President Joe Biden signed the Democrats’ tax and climate package known as the Inflation Reduction Act into law this week.
Among the law’s key provisions are a $7,500 tax credit for new electric vehicles — but only if the cobalt, graphite and other minerals in the EVs’ batteries come from domestic or friendly sources. Experts say that provision and others in the bill could spur mine development in Alaska.
The Inflation Reduction Act offers $7,500 tax credits for people who buy new electric vehicles. But, as Paddy Ryan of the Atlantic Council’s Global Energy Center explains, there’s a pretty big catch.
“There are about zero cars on the US market today that could potentially qualify for these credits,” Ryan said in an interview.
That’s because starting in 2024, 40% of the metals used in electric vehicle battery production — cobalt, manganese, nickel, lithium and graphite — have to be either extracted or processed in the U.S. or a friendly country to qualify for the credit. That figure moves to 80% by 2027. And none can come from so-called “foreign entities of concern” — that’s diplomatese for China and Russia.
“So essentially, the supply chain implications are the real story,” Ryan said.
Most of the lithium used in the lithium-ion batteries that go into EVs comes from Australia and Chile, says economist Brett Watson at the University of Alaska Anchorage’s Institute of Social and Economic Research.
“Those would qualify under the tax credit provisions, which require sourcing materials from nations that have a free trade agreement with the United States, which both of those nations do,” Watson said in an interview.
But that’s not the case for some of the other minerals used in batteries.
“Cobalt, on the other hand, is mostly sourced from the Democratic Republic of the Congo,” Watson said.
The U.S. doesn’t have a free trade agreement with Congo. And that means EV manufacturers will have to source their cobalt elsewhere. Maybe from recycling. Or maybe from Alaska.
“Cobalt is being prospected right now from the Ambler district,” Watson said.
That’s a mining prospect in Northwest Alaska. And whether it’ll turn into a mine is far from a sure bet — the project has been mired in controversy for years.
But the company hoping to develop the Ambler Mining District sees the Inflation Reduction Act as an encouraging sign. And not just because of the tax credits for cobalt.
Ambler Metals President and CEO Ramzi Fawaz says the Inflation Reduction Act’s tax credits for “advanced manufacturing” are more important to his project in the short term.
“What it boils down to is that the companies that are in mining can write off 10% of the cost of their operations if they produce one single critical mineral,” Fawaz said in an interview.
There’s a long list of minerals that qualify — from aluminum to zinc.
“Our first project will be called the Arctic project, and once we make a decision to invest and start construction, the mine will operate and mainly produce copper and zinc and other metals sometime in the late ‘20s,” Fawaz said.
Cobalt production from the so-called Bornite Deposit would start much later. But will the Inflation Reduction Act’s tax credit be enough to move the needle towards getting a mine built?

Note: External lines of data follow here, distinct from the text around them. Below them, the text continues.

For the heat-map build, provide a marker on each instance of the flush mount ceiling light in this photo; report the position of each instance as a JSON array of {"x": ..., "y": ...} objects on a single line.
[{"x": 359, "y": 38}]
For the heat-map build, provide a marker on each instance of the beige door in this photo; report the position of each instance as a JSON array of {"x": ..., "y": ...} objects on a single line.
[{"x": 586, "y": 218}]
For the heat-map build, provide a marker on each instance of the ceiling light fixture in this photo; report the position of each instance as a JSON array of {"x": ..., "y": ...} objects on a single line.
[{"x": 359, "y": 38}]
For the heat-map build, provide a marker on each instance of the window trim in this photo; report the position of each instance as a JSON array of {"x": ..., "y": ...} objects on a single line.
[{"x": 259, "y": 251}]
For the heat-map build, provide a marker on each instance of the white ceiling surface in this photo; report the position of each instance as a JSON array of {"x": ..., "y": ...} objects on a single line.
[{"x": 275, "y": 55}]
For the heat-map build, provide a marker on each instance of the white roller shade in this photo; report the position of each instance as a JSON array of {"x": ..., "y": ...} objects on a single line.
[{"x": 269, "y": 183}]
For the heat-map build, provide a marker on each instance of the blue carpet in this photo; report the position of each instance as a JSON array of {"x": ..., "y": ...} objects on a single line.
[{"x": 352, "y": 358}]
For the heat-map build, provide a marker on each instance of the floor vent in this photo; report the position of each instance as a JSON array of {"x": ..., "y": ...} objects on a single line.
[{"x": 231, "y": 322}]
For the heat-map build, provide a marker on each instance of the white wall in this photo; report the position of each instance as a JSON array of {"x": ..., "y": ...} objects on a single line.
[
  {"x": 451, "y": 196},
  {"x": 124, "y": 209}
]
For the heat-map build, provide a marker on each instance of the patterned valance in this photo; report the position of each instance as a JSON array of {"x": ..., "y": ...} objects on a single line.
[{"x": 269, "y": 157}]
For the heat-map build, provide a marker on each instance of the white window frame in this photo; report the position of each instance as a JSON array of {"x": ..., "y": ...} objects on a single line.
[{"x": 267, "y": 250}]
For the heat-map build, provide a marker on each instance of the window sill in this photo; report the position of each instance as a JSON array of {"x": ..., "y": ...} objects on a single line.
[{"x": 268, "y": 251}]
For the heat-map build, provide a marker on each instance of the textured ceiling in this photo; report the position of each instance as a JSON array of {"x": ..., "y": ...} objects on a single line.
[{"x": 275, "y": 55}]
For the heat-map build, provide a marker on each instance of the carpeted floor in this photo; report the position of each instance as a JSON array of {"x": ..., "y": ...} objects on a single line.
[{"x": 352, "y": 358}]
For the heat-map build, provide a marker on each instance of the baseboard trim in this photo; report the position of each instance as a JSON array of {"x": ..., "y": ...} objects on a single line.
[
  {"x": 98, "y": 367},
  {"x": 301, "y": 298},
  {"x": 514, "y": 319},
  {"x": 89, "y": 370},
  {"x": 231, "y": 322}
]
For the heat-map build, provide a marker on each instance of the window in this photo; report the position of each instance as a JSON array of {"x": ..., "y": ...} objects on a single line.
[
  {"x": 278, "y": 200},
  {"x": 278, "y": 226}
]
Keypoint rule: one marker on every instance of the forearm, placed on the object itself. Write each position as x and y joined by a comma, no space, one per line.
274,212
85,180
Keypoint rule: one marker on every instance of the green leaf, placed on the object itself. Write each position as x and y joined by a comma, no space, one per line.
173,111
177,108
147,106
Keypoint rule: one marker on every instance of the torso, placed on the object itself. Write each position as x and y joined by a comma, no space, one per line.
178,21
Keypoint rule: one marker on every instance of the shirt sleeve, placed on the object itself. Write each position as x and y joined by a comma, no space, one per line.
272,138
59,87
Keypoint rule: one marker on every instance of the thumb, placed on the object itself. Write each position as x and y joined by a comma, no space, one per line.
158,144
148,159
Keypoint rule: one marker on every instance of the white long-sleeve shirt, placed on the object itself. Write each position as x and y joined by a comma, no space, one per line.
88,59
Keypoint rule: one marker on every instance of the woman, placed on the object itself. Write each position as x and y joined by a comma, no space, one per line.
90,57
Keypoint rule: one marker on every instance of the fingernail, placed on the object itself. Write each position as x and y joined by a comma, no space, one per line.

“It’s a complex question, of course, because it does help, for sure,” Fawaz said. “But there are so many factors in making, realizing a project like ours.”

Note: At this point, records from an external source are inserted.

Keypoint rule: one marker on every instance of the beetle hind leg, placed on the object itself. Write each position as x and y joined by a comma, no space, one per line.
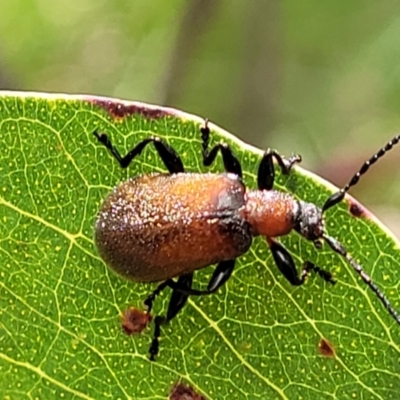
177,301
168,155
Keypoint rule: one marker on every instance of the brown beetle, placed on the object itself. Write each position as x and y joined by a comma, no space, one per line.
156,227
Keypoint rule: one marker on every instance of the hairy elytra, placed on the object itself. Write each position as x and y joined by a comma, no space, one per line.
158,227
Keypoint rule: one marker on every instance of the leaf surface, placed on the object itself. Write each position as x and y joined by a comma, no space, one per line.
258,337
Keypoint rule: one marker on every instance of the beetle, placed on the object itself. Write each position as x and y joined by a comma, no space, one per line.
160,226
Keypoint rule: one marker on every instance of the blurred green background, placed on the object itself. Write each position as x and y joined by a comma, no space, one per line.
317,78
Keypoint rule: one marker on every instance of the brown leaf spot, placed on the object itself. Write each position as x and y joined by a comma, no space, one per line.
325,348
135,320
184,392
125,109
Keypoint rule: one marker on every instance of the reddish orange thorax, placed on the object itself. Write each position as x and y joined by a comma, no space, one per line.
270,213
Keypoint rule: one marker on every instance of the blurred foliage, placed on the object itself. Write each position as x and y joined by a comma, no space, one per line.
318,78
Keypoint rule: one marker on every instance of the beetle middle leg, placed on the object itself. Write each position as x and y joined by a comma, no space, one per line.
168,155
266,169
286,265
231,163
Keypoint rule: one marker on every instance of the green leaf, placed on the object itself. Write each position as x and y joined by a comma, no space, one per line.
259,337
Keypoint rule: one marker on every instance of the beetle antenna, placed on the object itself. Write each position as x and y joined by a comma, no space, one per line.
338,196
337,247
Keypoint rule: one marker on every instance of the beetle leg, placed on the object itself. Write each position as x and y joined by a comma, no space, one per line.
285,263
231,163
266,169
168,155
150,298
221,274
177,301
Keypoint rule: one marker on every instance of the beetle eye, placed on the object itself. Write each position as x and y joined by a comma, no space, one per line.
318,244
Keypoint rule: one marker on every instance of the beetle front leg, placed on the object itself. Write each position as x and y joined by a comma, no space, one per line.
286,265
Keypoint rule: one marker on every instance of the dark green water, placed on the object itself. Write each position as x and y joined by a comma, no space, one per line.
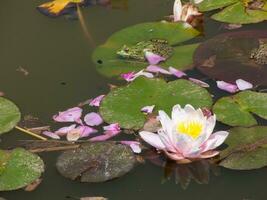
61,74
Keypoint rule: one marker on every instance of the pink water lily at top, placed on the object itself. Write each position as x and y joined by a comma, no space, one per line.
187,135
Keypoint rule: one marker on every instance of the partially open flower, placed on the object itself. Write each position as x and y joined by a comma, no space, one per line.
187,135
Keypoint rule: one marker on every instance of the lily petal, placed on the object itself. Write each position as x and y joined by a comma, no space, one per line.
134,145
227,86
93,119
152,139
70,115
96,101
157,69
176,72
243,85
153,58
215,140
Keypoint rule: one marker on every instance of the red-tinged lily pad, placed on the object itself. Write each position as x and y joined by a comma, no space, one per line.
109,63
232,56
236,11
9,115
247,148
238,110
18,168
96,162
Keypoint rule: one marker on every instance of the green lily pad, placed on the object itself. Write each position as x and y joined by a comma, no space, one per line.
110,64
238,110
96,162
18,168
9,115
236,11
122,105
247,148
227,57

Like, for example, whether a planned 200-plus-mile road to the mining district will move forward. The state’s investment agency has poured millions into efforts to build the road, but the project stalled in February after the Biden administration said an environmental analysis of the road was flawed.
The push for more domestic minerals to support green technology could have far-reaching effects all over the state. Watson, the economist, points to a prospect called Graphite One outside Nome as another potential beneficiary of the Inflation Reduction Act’s electric vehicle tax credit. And in Southeast, he says the advanced manufacturing credit could make development of a rare earth mine on Prince of Wales Island and a processing facility planned for the Ketchikan area an easier sell.

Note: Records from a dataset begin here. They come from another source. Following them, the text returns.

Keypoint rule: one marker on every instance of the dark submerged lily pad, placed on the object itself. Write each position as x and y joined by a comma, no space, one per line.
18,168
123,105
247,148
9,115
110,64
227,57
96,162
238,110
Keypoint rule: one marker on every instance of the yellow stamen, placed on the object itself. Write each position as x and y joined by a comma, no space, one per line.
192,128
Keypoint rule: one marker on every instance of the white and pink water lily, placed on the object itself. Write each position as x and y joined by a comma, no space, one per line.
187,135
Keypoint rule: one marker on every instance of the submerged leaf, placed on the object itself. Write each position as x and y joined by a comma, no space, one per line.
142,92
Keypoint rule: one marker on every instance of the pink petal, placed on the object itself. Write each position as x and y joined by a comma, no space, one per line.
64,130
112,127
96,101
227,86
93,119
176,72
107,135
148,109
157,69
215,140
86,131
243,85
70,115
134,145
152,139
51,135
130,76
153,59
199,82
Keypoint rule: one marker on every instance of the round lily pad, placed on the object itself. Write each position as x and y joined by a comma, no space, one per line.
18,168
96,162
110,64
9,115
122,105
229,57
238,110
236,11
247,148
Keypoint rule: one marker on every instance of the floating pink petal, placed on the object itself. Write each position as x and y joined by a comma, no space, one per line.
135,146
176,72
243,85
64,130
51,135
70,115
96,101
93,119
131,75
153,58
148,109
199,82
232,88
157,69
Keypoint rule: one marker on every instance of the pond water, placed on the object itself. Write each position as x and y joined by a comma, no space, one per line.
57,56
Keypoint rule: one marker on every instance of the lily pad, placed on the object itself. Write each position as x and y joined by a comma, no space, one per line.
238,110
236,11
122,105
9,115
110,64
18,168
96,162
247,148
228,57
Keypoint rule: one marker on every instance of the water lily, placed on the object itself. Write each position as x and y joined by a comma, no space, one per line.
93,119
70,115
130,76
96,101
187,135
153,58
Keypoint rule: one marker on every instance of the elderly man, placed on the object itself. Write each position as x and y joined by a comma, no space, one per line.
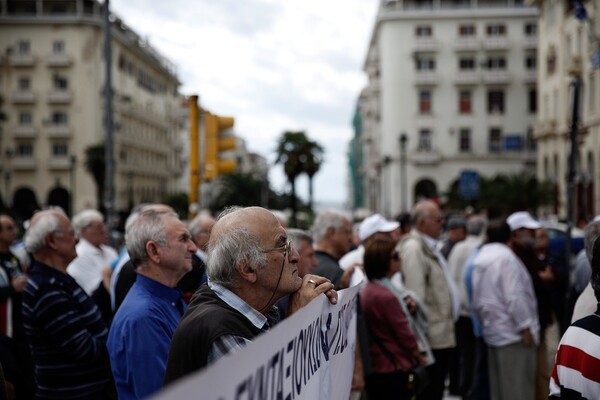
66,333
426,273
251,265
161,249
93,255
332,232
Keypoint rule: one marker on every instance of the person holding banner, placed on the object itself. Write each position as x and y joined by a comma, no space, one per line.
393,347
251,265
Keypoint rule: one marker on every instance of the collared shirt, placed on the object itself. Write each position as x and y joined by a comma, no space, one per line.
66,334
503,296
140,336
87,267
231,343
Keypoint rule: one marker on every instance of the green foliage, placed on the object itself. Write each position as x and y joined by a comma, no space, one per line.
504,194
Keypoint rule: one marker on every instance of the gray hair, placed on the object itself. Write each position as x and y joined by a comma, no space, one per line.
149,225
84,218
35,237
590,233
328,219
225,251
476,225
297,236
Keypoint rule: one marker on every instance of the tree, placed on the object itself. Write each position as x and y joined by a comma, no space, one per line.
293,152
96,166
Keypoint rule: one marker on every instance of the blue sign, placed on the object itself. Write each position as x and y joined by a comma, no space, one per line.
469,185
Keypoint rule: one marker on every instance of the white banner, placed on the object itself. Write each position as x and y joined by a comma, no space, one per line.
309,355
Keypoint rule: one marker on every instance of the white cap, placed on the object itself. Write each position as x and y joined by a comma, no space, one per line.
522,219
373,224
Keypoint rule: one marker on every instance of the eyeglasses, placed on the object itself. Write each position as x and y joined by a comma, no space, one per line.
287,249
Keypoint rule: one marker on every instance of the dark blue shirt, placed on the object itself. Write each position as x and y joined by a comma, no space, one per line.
67,336
140,336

“So you could imagine that facility and Ketchikan applying for that advanced manufacturing tax credit,” Watson said. “So there’s something in the bill potentially for the Ketchikan Bokan Ridge facility as well.”
But Watson says what would truly move the needle is a bill that would reform the sometimes decades-long permitting process to get mines built. That’s reportedly part of the deal that created the Inflation Reduction Act, but no bill has been filed in Congress yet.